Moving into a care or nursing home may be a planned event and you and your family may be lucky enough to attend to everything necessary prior to the move. However, many of you may be faced with an emergency situation. A fall or a stroke may mean a period in hospital during which time it becomes clear that you or your relative cannot return to independent living. In other cases there may be an advance in dementia meaning that you or your relative cannot cope at home any longer.
A move from home may mean moving in with a relative or moving to a care or nursing home. In any event there will be a whole host of issues requiring attention:
House Insurance – if a house is to remain empty then most insurance companies will insure on the same terms for a month or two. However, thereafter the insurance will either fail entirely or will have restrictions placed upon it. Theft or malicious damage may not be covered and there are likely to be restrictions as to leaving water on and how often the property is inspected. It is therefore essential that an insurance certificate is obtained.
Council Tax – you should inform your local authority as to when the move took place. This should be done as soon as possible as there will be restrictions on the backdating of refunds. You should also check to make sure that a claim was made for a single person’s discount if relevant. Many elderly people can perhaps cope with sorting out payment for their council tax but don’t understand that they have to complete a form to obtain full discounts. In one case recently, I was able to demonstrate to the local authority there had not been anyone able to help our client to fill in her forms correctly, and that she was incapable of doing so herself, therefore a full rebate was given.
Water rates – even though the water may be left on, rather than draining down the system, the water board will usually put a stop on the account if the premises remain empty. Thus there will be no further charges. There may also be a rebate due if the house has been empty for some time. You should also determine what is to happen to the house telephone, is it to be disconnected to save further payments?
Most of us will have numerous standing orders and direct debits attached to our bank accounts. However, I bet we couldn’t name them all and some of them should have been stopped long ago. Quite often when I am dealing with bank accounts I notice a huge list of standing orders which can often add up to hundreds of pounds a month. If you or your relative need to pay for care home fees you will be looking to save money elsewhere. Is it necessary to be paying money to the likes of The Royal Mint, RSPCA, RSPB, The National Trust, The Orphaned Bear Society, The One Legged Donkey Society, you understand my point!

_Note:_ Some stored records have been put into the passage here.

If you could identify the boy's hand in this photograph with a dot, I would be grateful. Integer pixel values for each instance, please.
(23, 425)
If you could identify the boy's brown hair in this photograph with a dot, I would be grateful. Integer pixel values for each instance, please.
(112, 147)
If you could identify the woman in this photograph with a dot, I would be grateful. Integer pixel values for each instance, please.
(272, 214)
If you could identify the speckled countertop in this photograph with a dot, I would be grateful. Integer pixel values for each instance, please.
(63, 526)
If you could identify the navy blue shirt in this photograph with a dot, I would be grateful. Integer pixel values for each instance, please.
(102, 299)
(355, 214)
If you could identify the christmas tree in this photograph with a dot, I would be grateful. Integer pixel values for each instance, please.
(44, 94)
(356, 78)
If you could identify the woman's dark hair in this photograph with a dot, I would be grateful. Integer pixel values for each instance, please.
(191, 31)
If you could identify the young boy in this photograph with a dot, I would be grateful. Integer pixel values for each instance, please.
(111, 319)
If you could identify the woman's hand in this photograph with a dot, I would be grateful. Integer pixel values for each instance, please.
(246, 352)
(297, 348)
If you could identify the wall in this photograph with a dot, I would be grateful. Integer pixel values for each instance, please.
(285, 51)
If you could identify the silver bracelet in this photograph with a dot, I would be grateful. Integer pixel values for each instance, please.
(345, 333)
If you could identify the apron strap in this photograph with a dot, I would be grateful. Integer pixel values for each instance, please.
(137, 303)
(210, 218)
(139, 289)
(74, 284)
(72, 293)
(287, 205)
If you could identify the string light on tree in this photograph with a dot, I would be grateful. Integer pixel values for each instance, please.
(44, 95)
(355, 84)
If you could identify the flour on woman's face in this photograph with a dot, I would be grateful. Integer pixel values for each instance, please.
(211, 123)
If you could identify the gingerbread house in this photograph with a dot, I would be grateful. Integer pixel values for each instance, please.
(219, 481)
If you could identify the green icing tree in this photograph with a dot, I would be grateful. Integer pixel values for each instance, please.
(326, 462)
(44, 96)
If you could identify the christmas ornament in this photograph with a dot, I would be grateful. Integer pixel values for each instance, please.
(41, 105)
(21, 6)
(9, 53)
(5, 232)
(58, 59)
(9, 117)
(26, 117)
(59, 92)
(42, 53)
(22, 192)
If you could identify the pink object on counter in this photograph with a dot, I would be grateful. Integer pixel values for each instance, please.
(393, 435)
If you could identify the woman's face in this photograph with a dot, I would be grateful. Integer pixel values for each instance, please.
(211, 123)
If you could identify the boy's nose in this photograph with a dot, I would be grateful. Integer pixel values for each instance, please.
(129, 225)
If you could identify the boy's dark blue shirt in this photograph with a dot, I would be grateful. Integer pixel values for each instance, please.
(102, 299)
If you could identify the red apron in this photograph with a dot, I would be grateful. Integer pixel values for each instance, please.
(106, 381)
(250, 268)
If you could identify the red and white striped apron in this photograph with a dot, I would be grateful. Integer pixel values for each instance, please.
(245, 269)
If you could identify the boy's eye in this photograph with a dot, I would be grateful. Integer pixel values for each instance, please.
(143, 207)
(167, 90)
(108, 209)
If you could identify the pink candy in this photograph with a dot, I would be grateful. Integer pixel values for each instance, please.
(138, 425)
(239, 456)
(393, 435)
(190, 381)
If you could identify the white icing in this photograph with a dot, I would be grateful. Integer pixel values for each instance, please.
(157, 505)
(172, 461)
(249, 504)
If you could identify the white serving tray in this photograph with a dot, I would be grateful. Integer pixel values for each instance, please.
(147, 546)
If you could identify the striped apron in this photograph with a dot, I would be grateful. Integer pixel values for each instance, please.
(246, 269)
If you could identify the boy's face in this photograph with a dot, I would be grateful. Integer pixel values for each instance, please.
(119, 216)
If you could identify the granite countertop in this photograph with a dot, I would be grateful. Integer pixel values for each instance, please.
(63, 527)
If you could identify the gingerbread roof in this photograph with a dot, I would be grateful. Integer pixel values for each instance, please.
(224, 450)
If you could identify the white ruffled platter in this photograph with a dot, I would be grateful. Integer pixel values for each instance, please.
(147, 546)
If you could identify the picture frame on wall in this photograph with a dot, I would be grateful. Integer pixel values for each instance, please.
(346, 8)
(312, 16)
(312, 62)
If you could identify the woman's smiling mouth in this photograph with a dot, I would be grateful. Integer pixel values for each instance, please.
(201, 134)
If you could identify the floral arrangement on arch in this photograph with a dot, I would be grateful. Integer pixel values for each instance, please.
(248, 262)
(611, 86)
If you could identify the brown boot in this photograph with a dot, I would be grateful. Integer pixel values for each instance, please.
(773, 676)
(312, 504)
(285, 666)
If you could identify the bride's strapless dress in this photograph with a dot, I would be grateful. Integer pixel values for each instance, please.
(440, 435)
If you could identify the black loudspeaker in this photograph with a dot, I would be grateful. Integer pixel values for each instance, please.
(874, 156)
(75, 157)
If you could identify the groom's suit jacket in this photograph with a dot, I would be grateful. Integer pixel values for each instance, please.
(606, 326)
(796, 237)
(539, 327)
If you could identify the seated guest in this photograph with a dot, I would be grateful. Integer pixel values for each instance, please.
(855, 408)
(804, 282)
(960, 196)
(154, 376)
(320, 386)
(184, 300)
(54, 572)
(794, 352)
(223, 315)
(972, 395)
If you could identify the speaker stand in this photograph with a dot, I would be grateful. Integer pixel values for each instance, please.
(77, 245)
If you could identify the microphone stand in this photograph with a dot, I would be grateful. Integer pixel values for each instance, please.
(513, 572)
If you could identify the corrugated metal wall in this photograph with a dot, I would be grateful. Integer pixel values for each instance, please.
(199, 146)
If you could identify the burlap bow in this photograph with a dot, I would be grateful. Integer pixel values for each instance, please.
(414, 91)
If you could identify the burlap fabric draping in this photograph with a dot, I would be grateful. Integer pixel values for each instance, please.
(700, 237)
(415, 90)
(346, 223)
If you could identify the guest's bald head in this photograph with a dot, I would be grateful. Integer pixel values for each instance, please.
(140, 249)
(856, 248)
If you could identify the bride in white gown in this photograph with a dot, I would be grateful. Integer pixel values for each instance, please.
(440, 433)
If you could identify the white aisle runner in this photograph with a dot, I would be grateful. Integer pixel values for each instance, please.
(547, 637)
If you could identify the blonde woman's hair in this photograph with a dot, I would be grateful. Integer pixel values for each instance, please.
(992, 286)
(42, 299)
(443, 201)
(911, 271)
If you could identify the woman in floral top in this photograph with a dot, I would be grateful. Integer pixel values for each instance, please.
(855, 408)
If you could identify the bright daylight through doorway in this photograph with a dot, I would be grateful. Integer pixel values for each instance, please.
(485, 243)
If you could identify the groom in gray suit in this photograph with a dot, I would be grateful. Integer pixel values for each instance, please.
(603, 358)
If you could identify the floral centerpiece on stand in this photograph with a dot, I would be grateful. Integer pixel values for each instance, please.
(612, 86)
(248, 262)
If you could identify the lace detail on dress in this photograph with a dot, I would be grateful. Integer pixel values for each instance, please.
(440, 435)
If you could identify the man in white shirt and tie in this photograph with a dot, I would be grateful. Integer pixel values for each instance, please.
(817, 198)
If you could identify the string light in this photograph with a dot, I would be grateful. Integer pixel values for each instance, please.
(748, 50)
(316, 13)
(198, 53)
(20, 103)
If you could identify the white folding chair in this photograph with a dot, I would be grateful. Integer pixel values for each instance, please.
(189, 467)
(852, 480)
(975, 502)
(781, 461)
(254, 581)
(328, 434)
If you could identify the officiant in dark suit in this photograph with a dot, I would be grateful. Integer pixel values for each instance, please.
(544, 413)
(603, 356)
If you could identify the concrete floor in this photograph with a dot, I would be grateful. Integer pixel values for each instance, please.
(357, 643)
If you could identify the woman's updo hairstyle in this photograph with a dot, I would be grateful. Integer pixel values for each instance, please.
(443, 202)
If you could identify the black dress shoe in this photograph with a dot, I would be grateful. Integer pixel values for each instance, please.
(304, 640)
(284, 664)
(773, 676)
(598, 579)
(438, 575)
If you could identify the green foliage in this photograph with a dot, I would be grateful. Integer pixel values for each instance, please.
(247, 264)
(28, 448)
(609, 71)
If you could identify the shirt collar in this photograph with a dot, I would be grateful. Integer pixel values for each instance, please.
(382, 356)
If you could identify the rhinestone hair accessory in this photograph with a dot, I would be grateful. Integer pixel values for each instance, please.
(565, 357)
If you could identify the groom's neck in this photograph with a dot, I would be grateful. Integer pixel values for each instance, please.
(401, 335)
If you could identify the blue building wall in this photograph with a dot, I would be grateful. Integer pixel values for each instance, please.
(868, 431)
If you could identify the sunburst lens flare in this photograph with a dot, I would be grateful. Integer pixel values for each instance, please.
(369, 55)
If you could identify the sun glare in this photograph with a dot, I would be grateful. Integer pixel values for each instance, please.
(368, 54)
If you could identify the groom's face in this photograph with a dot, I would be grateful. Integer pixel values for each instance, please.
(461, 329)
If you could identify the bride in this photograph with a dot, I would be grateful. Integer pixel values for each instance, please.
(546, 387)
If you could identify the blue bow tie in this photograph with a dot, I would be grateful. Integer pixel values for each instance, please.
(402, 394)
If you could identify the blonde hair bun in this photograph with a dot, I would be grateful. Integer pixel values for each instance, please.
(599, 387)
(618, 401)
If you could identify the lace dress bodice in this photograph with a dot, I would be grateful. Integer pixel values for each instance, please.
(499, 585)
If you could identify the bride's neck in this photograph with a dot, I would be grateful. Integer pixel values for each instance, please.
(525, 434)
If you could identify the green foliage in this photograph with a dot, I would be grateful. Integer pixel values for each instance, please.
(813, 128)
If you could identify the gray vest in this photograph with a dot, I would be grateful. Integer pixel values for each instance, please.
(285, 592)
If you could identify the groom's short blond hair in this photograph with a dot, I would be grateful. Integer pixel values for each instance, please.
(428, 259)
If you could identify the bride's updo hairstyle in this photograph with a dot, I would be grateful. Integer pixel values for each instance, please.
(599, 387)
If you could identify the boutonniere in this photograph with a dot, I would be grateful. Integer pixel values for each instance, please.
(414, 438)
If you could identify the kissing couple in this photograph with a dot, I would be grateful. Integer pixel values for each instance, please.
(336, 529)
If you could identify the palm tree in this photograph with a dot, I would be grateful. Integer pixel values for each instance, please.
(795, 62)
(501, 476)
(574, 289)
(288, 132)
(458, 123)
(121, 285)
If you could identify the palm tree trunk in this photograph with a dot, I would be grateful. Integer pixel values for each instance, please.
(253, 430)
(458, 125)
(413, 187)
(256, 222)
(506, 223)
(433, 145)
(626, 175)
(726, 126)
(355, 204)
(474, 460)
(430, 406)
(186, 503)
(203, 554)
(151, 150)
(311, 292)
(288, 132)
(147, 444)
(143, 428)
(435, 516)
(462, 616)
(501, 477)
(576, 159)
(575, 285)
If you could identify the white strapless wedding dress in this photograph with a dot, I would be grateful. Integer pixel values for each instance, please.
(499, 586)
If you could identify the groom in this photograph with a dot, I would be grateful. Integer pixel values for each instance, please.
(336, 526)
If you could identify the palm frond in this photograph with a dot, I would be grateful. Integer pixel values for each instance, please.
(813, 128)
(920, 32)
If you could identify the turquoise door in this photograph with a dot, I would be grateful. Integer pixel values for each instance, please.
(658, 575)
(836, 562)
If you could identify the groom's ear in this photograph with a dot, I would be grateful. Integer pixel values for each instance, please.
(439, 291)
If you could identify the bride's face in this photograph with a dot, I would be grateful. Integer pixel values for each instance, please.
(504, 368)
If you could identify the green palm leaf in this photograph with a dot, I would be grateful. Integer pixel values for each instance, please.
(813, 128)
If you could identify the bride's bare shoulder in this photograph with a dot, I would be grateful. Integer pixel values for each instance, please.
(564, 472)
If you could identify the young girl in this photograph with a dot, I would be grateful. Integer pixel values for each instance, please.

It will be necessary to ask the bank to stop all standing orders other than for essential items such as house insurance. Don’t forget to ask for a full list of all payments as some are paid only once a year and may not show up on a current statement. If you don’t have a Lasting Power of Attorney in place the bank will want to meet you to take instructions. Now might be a good time to appoint an attorney to manage your financial affairs. That way you will not have to meet the bank staff each time your relative needs to rearrange your finances.
Urgent attention must be given to payment of any care home fees. Who will manage the bills, which bank account will be used to pay the fees, who will check the statements from the care home? It may mean amalgamating a number of bank accounts to make the task easier.
Have you applied for all relevant state benefits such as Attendance Allowance? A social worker or Age UK can assist with this.
Finally, there is the issue of the family home. I have met people who live in care homes and who understandably do not wish to give up their own home. In one case a lady told me that she was working hard to get back to her own home; she had been in a nursing home for over two years. In all of that time her home had been empty and was deteriorating. Perhaps the property should be rented out? Should it be sold, if so who will deal with the sale? Who will deal with the huge task of clearing out the property?
If the property is to be sold then does the owner have sufficient mental capacity to deal with this? If not a Power of Attorney can be used. If there isn’t one in place then someone is going to have to apply to the Court of Protection to become a Deputy. Once a Deputy is appointed they can then deal with the sale.

Access to Justice

The CMA produced a report some time ago about the “need” for greater transparency in the legal market.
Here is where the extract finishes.